Alta. Consolidação dos grandes clados (eudicotiledóneas, monocotiledóneas). Moderada a crescente. Primeiras incursões no estrato arbóreo. Aumento da abundância local, mas as gimnospérmicas ainda mantêm o domínio estrutural de grande parte das florestas do planeta.

Limite K-Pg

(66 Ma)

Sobrevivência seletiva. Algumas linhagens extinguem-se, mas o clado resiste bem globalmente. Oportunidade ecológica. A extinção em massa dizima os dinossauros (grandes herbívoros) e provoca o colapso das florestas maduras de gimnospérmicas.

Paleogénico e Neogénico

(66 Ma – Presente)

Contínua. Diversificação impulsionada por novos nichos, polinizadores e dispersores. Absoluta. Substituição global. Emergência e consolidação dos biomas modernos (e.g., florestas tropicais húmidas de canópia fechada dominadas inteiramente por angiospérmicas).

Clima e geologia

O Cretácico foi um período de «Terra Estufa» (Greenhouse Earth) com níveis de CO₂ atmosférico muitíssimo superiores aos atuais (Figura 43) (Royer, 2006). Genericamente, o clima era mais quente e a precipitação mais bem distribuída do que no Triásico e no Jurássico, reflexo da fragmentação da Pangeia em múltiplas massas continentais. Climas quentes e húmidos, comparáveis aos subtropicais atuais, estendiam-se até latitudes elevadas, e os oceanos inundavam vastas áreas continentais. As condições de temperatura, humidade e pCO₂ favoráveis ao crescimento vegetal impulsionaram um aumento da pO₂ (Glasspool & Scott, 2010). A combinação de abundante combustível (biomassa vegetal seca) e elevados níveis de oxigénio na atmosfera explica os grandes incêndios que devastaram ciclicamente a vegetação no Cretácico Superior (Brown et al., 2012).

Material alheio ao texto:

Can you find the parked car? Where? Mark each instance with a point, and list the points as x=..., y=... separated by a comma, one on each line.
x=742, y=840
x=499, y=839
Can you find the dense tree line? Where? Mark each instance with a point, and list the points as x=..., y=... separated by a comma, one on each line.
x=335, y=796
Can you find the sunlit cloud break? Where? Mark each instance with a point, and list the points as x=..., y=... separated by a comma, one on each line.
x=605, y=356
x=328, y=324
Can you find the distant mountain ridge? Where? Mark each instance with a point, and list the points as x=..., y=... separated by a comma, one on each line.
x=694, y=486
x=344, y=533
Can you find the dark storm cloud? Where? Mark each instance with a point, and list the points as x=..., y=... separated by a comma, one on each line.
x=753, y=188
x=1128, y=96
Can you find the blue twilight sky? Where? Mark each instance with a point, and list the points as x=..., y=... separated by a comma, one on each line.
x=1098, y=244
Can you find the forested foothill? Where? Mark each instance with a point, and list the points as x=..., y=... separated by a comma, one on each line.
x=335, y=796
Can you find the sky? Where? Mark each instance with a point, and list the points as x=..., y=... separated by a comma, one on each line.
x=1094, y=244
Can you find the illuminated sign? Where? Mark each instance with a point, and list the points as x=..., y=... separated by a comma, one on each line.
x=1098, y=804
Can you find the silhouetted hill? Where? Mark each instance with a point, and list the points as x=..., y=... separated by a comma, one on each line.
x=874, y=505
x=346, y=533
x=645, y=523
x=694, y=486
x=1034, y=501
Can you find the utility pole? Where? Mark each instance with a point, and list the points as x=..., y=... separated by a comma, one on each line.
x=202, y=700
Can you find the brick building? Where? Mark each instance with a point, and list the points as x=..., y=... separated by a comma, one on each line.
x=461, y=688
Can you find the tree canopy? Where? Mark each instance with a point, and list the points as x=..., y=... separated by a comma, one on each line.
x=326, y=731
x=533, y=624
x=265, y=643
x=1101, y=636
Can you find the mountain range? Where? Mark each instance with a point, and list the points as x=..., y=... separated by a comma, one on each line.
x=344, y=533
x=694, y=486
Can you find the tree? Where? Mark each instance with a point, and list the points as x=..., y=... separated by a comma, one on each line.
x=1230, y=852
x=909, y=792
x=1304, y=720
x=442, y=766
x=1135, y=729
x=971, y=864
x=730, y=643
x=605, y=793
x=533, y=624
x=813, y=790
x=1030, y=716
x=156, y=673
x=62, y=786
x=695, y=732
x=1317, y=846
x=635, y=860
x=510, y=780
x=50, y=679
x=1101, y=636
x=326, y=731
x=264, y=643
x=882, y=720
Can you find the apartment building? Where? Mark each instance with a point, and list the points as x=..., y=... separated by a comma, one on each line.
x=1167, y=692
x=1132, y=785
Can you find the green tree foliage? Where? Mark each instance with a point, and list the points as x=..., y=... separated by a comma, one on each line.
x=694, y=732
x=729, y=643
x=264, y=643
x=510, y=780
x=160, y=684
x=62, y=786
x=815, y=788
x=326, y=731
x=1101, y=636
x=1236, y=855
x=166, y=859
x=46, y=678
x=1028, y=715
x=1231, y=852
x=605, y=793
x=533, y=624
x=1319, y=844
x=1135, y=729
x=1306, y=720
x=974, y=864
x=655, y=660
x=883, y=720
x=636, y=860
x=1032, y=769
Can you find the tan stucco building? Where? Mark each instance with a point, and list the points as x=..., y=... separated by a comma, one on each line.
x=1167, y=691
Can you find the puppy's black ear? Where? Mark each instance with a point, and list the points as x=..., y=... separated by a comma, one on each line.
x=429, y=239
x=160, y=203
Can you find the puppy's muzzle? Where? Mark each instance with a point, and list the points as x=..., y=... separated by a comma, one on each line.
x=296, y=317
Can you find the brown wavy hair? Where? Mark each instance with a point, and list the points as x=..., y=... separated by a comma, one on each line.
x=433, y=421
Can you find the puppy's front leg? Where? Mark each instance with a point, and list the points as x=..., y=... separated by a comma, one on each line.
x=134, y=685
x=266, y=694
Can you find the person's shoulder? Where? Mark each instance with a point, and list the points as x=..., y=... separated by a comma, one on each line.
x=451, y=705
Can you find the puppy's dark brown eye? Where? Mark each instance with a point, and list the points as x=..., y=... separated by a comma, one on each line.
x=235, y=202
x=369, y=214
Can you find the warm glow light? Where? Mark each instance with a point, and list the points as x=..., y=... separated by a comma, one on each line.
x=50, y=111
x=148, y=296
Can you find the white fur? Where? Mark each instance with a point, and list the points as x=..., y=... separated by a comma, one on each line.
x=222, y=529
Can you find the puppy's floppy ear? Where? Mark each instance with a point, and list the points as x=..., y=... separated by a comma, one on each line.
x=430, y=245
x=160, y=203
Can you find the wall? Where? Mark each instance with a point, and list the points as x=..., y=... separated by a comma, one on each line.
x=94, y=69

A fragmentação final da Pangeia (com a abertura do Atlântico Sul no Cretácico Inferior) gerou taxas de expansão dos fundos oceânicos sem precedentes. Esta rápida produção de crosta oceânica forçou uma subducção igualmente acelerada nas margens continentais, resultando em orogenias de grande magnitude (e.g., a orogenia de Laramide, que elevou as Montanhas Rochosas). Esta atividade tectónica aumentou não só a instabilidade geológica dos solos, mas promoveu também uma injeção de CO₂ na atmosfera suficientemente massiva para compensar o efeito de sequestro de carbono causado pela intensa exposição de silicatos à meteorização química nestas novas montanhas (Larson, 1991; Müller et al., 2022).

Por conseguinte, o clima quente e a perturbação frequente dos ecossistemas pelo fogo e por deslizamentos de terras expandiram enormemente o habitat adequado às primeiras angiospérmicas, que apresentavam, nesta fase, um forte carácter pioneiro (Bond & Scott, 2010; Field et al., 2004).